Abstract

AbstractThis article addresses recent developments in literary‐critical studies of Shakespeare's status within the wider field of early modern historiography. Since the advent of new historicist criticism, Shakespeare's plays have been read with increasing regularity as contributing to a broader early modern historical culture, in which writers of traditionally “literary” and traditionally “historiographical” texts alike considered questions of politics, philosophy, and religion. Complementing this opening up of the category of historical writing is a similarly expanding sense of what it is that might be considered a “history play.” Along with the plays dramatizing medieval English history, scholars have begun to examine the Roman tragedies and the late plays addressing the legendary history of Britain for their contributions to cultural discourses of nationalism, sovereignty, citizenship, and identity.

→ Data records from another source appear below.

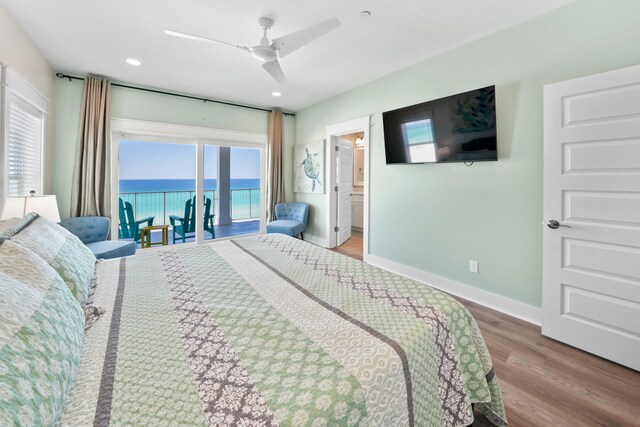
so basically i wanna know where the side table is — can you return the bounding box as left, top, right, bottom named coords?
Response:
left=140, top=225, right=169, bottom=249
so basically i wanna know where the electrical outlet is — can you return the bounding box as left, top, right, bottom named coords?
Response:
left=469, top=260, right=479, bottom=274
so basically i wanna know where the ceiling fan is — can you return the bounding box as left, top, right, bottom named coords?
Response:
left=164, top=16, right=341, bottom=84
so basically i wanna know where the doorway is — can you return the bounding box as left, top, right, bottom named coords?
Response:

In addition, performance studies criticism has challenged the field to consider theatrical performance itself as a discrete and heretofore overlooked mode of historical representation, while attention to the historiographical status of material objects has shed light on the different ways in which non‐textual artifacts can both shape and produce multiple aspects of cultural history. Further work with specifically early modern conceptions of material history and renewed and deliberate efforts to open the field of literary and theatrical studies to scholars in other fields promise to add a great deal to this newly emerging version of a historiographically engaged Shakespeare, who appears in many ways to exhibit more strikingly humanist sympathies than scholars have acknowledged during the last several decades.